Connecting Rooms | 1970
Connecting Rooms started out as Marion Hart’s downbeat and sentimental play The Cellist, which throws together middle-aged musician Wanda Fleming and retired schoolmaster James Wallraven in shabby lodgings in London’s Bayswater.
Franklin Gollings’ 1970 screen version (the only feature he directed) is notable mainly for the pairing of Hollywood legend Bette Davis as Fleming and theatrical knight Sir Michael Redgrave (father of Vanessa) as Wallraven.
The boarding house where the two protect their respective guilty secrets is 37 Craven Hill Gardens, W2. How times change – 31-35 Craven Hill Gardens was converted into favourite of the stars, the classy, minimalist Hempel boutique hotel (with a Zen garden opposite, which was featured toward the end of Notting Hill).
Wanda shops locally at Whiteleys, Queensway, in Bayswater. London’s first department store, it’s now a huge complex housing an 8-screen multiplex, and is also seen in Ken Russell’s Billion Dollar Brain, Mike Nichols’ Closer and, briefly, in Love Actually.

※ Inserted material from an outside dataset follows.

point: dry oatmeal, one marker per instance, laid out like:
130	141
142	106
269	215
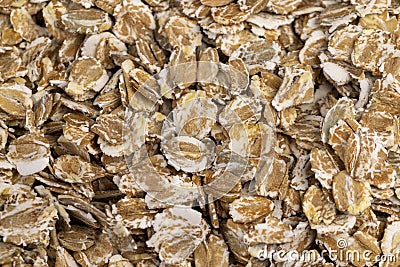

It’s at the Royal Albert Hall, Kensington Gore, that Mickey eventually gets his comeuppance. The Hall, named in honour of Queen Victoria’s consort Prince Albert, is used for the climax of both the 1934 and 1956 versions of Alfred Hitchcock’s The Man Who Knew Too Much, and is also the setting for the fantasy sequence from The Knack, Ann Todd's concert performance in the 1945 melodrama The Seventh Veil and the brass band competition finals in Brassed Off, with Ewan McGregor (though the interior of the hall was actually filmed in Birmingham Town Hall in the Midlands).
Wyndham’s Theatre, Charing Cross Road, WC2, alongside Leicester Square tube station, was transformed into the ‘Windsor Theatre’ where Wallraven finally discovers that Fleming, rather than playing cello in concert, is busking for small change by the theatre’s stage door in St Martin’s Court.